3. U.S. climate leadership. As international climate negotiations begin this weekend in Paris, the U.S. is providing leadership, thanks in large part to our work moving this country beyond coal. Earlier this month, we released a report that found our work to replace coal plants with clean energy has brought U.S. carbon emissions to the lowest levels since 1995, and as a result, the U.S. has led the world in cutting carbon over the past decade. Our national leadership is one of the main reasons that so many are optimistic about the results that will come from the Paris summit.
4. Growing momentum for economic transition. This shift to clean energy is creating big challenges for parts of the country that have long relied on the coal industry, including my home state of West Virginia. Fortunately, momentum is growing for an economic transition plan that invests in the livelihoods of the workers and communities who have helped power our country. Over two dozen local governments in Appalachia have passed resolutions supporting Power Plus, President Obama's economic transition proposal for areas historically reliant on coal.

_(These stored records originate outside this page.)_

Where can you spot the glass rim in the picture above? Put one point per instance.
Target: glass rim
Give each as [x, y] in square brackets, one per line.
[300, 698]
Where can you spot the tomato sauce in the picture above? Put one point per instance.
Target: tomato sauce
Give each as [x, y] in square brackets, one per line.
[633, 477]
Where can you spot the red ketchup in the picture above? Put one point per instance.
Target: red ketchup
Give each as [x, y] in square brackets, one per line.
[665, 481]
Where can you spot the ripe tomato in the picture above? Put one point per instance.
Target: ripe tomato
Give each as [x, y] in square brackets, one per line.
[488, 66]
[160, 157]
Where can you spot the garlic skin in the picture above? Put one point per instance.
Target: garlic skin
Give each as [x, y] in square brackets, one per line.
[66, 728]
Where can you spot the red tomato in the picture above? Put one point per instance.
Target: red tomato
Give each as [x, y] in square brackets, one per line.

5. Beyond Coal partners, volunteers, and supporters. Above all, I'm grateful for the thousands of Beyond Coal supporters who are making this possible. They keep proving, over and over, that grassroots power can achieve incredible results and change the world. With 206 coal plants announced for retirement and enough clean, renewable energy coming on line to replace it, we are saving 5,300 lives, preventing 87,200 asthma attacks, and slashing 323 million tons of carbon pollution -- every year. And we're just getting started.
Thanks to everyone who is making this progress possible. I am thankful, most of all, for YOU!